After all, whose opinion should matter? It would take quite an isolated individual (probably a sociopath) to say nobody’s. But do your friends and family care about you? Great. Does your boss want to keep you? Even better. Are you secure enough to know that, if people have something foul to say about you, your life will continue even as hatred poisons their veins? Perfect. Leaving aside libel, slander and real physical threats, these opinions really don’t matter. They exist outside of you. Even if opinions play a role in reinforcing institutionalized norms and prejudices, should you choose to let them affect your mental state?
If someone really bothers you, you can always unfollow, unfriend or delete them. It’s OK to be the one who breaks off contact.
The Value of Private Thought
People like to complain about everything being so open and intrusive. But in the case of social media, you still have broad control over what you share. Your thoughts don’t have to exist online. In the US, we have a First Amendment, but we have the Fifth as well. You don’t have to share. Some thoughts are better left inside your head to develop prior to expressing them. Private moments are important, as they allow your thoughts to flourish in any direction you wish. It’s these moments when we consider things freely, without busybodies eager to get upset about what we read, watch or listen to.
A recent piece in Spiked showed how George Orwell championed the idea that:
[L]ife, autonomous, free, even if circumscribed, with self-defining loyalties and bonds between people who value their private relationships, is the highest law. ‘The liberty to have a home of your own, to do what you like in your spare time, to choose your own amusements instead of having them chosen for you from above’, is part of our nature. To try to stamp it out is to stamp on a human face.

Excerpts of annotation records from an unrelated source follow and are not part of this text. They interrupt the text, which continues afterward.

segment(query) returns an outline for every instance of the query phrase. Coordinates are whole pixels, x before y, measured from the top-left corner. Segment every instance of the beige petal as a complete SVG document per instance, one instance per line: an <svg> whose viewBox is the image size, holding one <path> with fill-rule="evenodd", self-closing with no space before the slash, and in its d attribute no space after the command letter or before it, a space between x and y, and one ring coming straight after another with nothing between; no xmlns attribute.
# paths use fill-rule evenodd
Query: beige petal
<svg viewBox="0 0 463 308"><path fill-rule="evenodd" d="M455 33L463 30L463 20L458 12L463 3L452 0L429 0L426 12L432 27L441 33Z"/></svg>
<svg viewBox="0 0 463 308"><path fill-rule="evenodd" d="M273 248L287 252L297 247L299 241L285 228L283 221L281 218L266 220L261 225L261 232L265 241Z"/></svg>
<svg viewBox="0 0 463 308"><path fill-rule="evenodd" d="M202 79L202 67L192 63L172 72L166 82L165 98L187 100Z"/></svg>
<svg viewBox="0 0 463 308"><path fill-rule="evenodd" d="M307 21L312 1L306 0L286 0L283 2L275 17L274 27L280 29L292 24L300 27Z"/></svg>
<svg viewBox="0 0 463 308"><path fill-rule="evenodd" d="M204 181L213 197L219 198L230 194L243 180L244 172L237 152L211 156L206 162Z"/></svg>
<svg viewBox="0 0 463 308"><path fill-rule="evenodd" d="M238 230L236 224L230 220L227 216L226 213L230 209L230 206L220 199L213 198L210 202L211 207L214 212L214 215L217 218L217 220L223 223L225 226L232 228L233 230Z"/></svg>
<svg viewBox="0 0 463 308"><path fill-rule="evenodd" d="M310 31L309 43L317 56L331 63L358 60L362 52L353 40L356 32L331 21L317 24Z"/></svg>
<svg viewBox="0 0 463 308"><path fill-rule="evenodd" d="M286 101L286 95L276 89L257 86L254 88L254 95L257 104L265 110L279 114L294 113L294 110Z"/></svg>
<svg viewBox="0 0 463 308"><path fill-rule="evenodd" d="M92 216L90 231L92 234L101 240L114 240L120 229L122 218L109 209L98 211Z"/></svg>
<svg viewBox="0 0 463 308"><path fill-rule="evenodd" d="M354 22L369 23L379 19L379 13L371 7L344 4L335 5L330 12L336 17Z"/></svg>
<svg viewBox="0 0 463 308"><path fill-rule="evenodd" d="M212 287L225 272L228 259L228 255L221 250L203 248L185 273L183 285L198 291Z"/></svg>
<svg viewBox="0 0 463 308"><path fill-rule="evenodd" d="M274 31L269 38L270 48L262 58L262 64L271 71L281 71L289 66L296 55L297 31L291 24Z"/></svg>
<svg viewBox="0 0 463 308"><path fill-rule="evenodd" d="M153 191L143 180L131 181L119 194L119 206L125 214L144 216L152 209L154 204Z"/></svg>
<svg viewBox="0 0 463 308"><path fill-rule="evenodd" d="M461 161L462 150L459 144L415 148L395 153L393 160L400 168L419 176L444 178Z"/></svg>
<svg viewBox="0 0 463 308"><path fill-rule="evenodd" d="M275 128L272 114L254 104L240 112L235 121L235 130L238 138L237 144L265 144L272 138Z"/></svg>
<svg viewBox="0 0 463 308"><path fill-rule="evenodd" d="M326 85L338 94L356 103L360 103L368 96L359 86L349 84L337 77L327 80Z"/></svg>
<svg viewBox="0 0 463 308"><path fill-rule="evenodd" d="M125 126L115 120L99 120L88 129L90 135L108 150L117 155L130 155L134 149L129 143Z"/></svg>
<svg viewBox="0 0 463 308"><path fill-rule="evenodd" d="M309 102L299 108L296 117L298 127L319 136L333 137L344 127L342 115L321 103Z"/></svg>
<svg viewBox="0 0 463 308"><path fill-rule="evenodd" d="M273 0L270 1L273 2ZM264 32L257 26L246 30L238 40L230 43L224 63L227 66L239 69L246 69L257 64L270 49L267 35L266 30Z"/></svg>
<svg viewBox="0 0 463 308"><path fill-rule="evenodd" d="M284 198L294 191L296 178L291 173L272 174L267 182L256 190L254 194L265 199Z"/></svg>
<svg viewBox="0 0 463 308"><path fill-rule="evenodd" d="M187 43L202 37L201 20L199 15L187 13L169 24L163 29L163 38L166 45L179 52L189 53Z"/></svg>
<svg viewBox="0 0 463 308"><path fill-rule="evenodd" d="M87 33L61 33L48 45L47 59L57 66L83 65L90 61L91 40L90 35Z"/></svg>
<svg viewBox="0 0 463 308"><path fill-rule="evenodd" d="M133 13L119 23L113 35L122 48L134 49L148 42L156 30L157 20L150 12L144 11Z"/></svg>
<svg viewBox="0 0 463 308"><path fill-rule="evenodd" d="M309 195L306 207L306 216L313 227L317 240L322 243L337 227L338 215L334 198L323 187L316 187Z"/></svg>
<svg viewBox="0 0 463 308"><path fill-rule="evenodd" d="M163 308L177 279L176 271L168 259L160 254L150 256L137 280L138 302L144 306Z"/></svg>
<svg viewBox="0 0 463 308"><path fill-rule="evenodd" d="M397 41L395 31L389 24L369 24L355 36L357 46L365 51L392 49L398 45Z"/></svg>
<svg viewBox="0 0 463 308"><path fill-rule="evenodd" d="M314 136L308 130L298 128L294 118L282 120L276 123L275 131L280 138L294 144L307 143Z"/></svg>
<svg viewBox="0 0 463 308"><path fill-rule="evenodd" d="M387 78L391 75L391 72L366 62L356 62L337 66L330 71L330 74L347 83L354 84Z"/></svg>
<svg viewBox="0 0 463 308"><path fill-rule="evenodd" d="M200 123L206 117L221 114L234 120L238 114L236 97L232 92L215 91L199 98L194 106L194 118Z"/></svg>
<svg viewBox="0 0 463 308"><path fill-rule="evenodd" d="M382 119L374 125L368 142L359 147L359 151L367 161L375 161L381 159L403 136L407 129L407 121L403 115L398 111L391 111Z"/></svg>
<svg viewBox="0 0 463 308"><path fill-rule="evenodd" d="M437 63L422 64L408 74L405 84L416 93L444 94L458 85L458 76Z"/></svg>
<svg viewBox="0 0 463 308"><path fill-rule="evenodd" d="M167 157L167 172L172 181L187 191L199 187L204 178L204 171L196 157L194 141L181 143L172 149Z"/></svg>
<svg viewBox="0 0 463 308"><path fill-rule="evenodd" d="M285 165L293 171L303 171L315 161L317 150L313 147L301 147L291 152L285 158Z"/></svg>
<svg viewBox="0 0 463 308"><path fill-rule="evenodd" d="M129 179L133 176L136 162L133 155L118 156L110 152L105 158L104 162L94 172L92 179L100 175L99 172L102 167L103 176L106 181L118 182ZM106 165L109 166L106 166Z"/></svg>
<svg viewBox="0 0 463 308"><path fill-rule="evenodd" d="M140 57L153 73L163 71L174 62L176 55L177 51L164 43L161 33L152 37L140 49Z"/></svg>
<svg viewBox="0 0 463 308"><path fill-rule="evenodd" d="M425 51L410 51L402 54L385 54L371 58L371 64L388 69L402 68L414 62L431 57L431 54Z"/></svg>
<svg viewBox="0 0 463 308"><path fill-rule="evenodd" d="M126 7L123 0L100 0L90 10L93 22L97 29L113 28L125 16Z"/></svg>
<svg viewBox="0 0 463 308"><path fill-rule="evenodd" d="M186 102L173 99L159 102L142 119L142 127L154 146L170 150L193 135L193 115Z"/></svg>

To live your life constantly outraged on social media — cursing at strangers and swimming in your own self-pity and self-righteousness — is to put a stamp on your own face and, ultimately, your character.
Time and Place
There’s a time and place for everything.
Let’s assume you attend condo association meetings every few months. You walk into a meeting, talk about how the roof needs to get fixed and somehow, through some twisted slight-of-hand, someone makes a vulgar reference to Israel and Palestine. An argument breaks out. The situation sounds absurd! Who would be so maladjusted to do such a thing?
But it’s not absurd — I was once standing in line to get into an event, when a friend that I was with, noticing the two Indian men behind us, proceeded to berate, lecture and condemn them about Kashmir. I’m not kidding. There was no reason to project outward hostility to these random individuals, but my companion decided that THIS was the moment for a grand moral crusade. What was accomplished? Did the authorities in New Delhi and Islamabad receive word and come to an agreement? No! It was just pointless virtue-signaling. And this is basically what the internet has become, writ-large.
Inter-personal interactions with friends, family and coworkers require a level of nuance and subtlety that comes with being a functioning human being. How we apply that intelligence through social media is slightly different, but the need still applies. When social media opened up in the mid-aughts, it was a lot like that first semester at college: you’re friends with everyone and open to whomever, whenever, whatever. But by second semester, the social cement hardens and things change. The group next door isn’t really your crowd, and they don’t feel quite at home with you either. There’s no animosity, but if you can’t be yourself with them, you’re better off venturing elsewhere.
Critical Thinking and Reflection
It’s worth remembering what education is meant to instill: critical thinking. Hot-takes and click-bait articles have the capacity to erode this essential element. Again, I can be ensnared by the latest hot topic as much as anyone else. But the channels of thought we use to engage shouldn’t be monopolized by the the engines of the polite consensus (e.g. The Huffington Post, Salon, Buzzfeed). They don’t exist to entice critical thought as much they serve to confirm what most of their readers think already, thus providing a platform to share and gain applause from predictably like-minded friends.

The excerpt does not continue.